In Chris Butler’s most recent newsletter, he brings up a lot of great points about the “readability” of websites and how the user interface of your site can affect if and for how long users will actually spend reading the content that is on the page before they get distracted and move on.
Chris also theorizes that people are still reading long-form stories and texts, they are just changing how and where they read them. However, despite our research, it is becoming a widely held belief that the attention span of the average person is shrinking. So I say, why bore them with tons of content? Why make them sift through a mass of text to find what they’re looking for? Why not deliver exactly what they want without all of the bells and whistles?
Our focus on SEO, rankings, keywords, and “the robots” has clouded our vision of what PEOPLE really want to read. The SEO experts will tell you that you have to create a lot of content if you want to move up in the rankings. This is true. But don’t just create content for the sake of creating content that only the robots are going to read. It may be hard to believe, but, more conversions come from human referrals than from search engine traffic, so think about who you really want to speak to. While search engines may bring more traffic to your site, people referring your site to other people will ultimately bring more conversions (form completions, sign-ups, etc.).
I recently read a great blog post by Erin Anderson at Brain Traffic that used an analogy of a restaurant with a “limited offerings” menu. They only cook a few things, but they make them “goshdarned well.” That is the kind of content strategy we should all be shooting for. Not one that just bombards the user with content, but one that offers well-written, insightful content in a reasonable portion.
Brain Traffic does a great job of taking their own advice. They are a content strategy company, so they should know best. They post brief, yet relevant blogs and spaced intervals, giving their users time to read and learn from them without bombarding them with too much content. I think anyone can use their strategy as an example, and while you’re at it, READ some of their great content about content!

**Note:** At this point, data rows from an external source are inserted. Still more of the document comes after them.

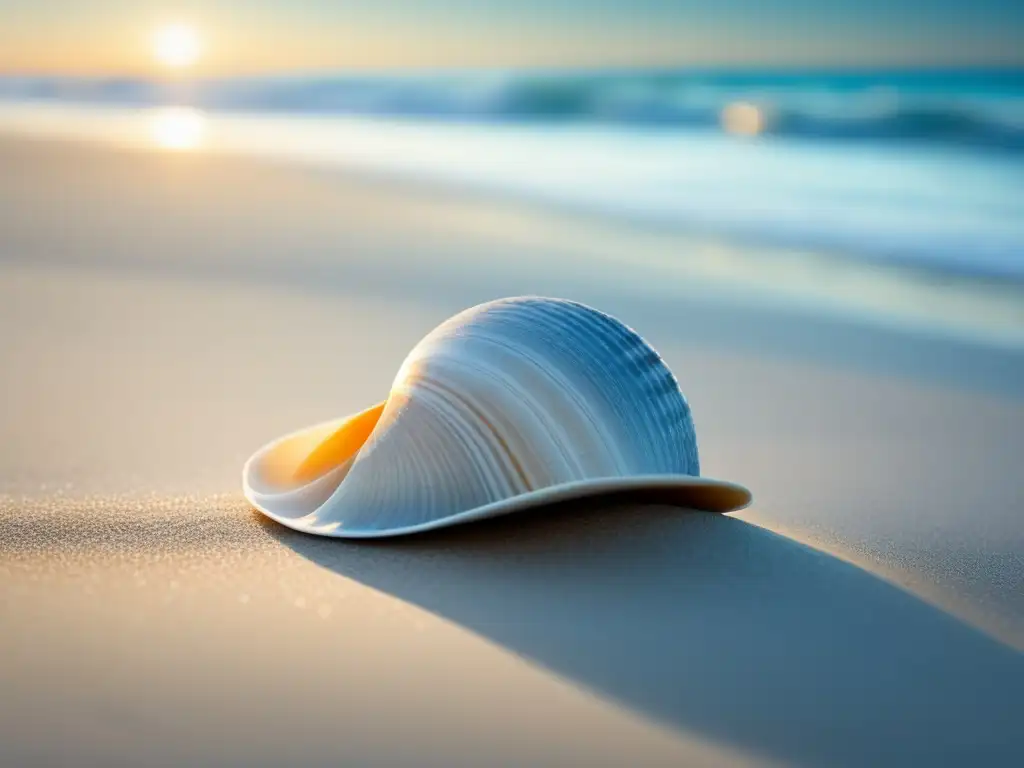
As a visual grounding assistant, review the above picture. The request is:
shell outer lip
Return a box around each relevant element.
[242,419,753,539]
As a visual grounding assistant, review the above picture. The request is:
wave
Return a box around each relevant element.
[0,71,1024,151]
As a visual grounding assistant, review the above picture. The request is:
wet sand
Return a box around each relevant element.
[0,140,1024,765]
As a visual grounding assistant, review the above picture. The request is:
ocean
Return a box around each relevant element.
[0,70,1024,282]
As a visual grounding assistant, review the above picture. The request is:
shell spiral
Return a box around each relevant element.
[247,297,729,535]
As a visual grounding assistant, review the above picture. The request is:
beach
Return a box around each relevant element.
[0,137,1024,766]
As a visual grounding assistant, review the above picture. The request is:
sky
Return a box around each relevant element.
[0,0,1024,75]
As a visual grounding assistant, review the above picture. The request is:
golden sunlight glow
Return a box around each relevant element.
[151,106,206,150]
[153,24,202,70]
[722,101,766,136]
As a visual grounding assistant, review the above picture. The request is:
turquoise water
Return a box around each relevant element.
[0,71,1024,282]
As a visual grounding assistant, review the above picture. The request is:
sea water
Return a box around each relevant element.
[0,71,1024,282]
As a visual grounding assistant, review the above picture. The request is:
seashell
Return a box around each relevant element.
[243,297,751,538]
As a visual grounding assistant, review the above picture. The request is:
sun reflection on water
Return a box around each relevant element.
[150,106,206,151]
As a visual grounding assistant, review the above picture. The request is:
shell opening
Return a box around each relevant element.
[256,401,386,490]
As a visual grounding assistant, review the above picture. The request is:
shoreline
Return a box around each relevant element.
[0,124,1024,351]
[6,135,1024,766]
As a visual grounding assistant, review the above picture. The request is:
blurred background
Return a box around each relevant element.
[0,0,1024,343]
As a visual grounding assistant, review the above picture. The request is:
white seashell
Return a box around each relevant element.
[243,297,751,538]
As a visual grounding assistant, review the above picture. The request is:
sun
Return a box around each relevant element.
[153,24,202,70]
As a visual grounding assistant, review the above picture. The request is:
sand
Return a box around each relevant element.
[0,140,1024,766]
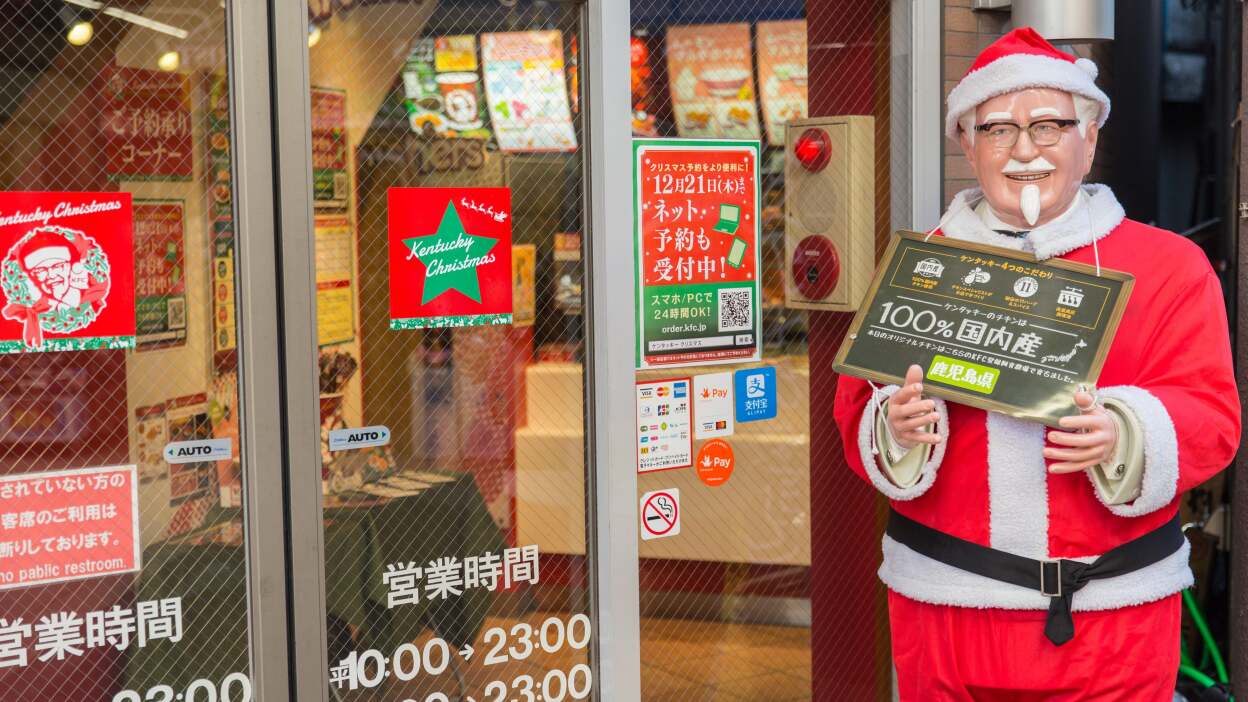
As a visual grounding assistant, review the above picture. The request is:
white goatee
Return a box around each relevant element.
[1018,185,1040,226]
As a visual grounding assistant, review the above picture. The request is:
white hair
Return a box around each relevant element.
[957,92,1101,145]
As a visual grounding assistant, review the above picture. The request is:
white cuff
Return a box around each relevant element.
[859,385,948,500]
[1088,385,1178,517]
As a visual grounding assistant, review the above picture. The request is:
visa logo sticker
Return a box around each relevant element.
[329,425,389,451]
[165,438,233,463]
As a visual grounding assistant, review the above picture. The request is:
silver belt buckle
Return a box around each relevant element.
[1040,558,1062,597]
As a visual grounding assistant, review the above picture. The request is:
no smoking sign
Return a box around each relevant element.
[641,487,680,541]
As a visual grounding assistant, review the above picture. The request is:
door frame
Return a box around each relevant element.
[248,0,942,702]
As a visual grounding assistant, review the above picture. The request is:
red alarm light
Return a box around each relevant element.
[792,127,832,174]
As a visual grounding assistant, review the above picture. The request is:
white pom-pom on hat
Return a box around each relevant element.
[945,27,1109,139]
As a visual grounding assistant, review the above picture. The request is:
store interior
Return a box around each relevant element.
[0,0,887,700]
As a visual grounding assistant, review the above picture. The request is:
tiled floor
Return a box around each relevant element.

People are still interested in reading, but they aren’t going to put up with long, repetitive articles that are just trying to get the attention of the google bots. If you are creating relevant and engaging content, then people will find it and read it. Sure, you may not be getting as MUCH traffic to your site this way, but you will be getting BETTER traffic.
I’m not saying to stop creating content altogether. In fact, I am in favor of a content strategy that produces content on a regular basis. The content should, however, be presented in a way that is readable with fewer distractions so that people can focus on what you are saying AND it should be interesting to your target audience with a strong focal point (other than your own SEO).
So write something that people can easily digest and is useful to them, and they will thank you for it. It will be a better, healthier content strategy which in the long run will bring you better, more targeted traffic.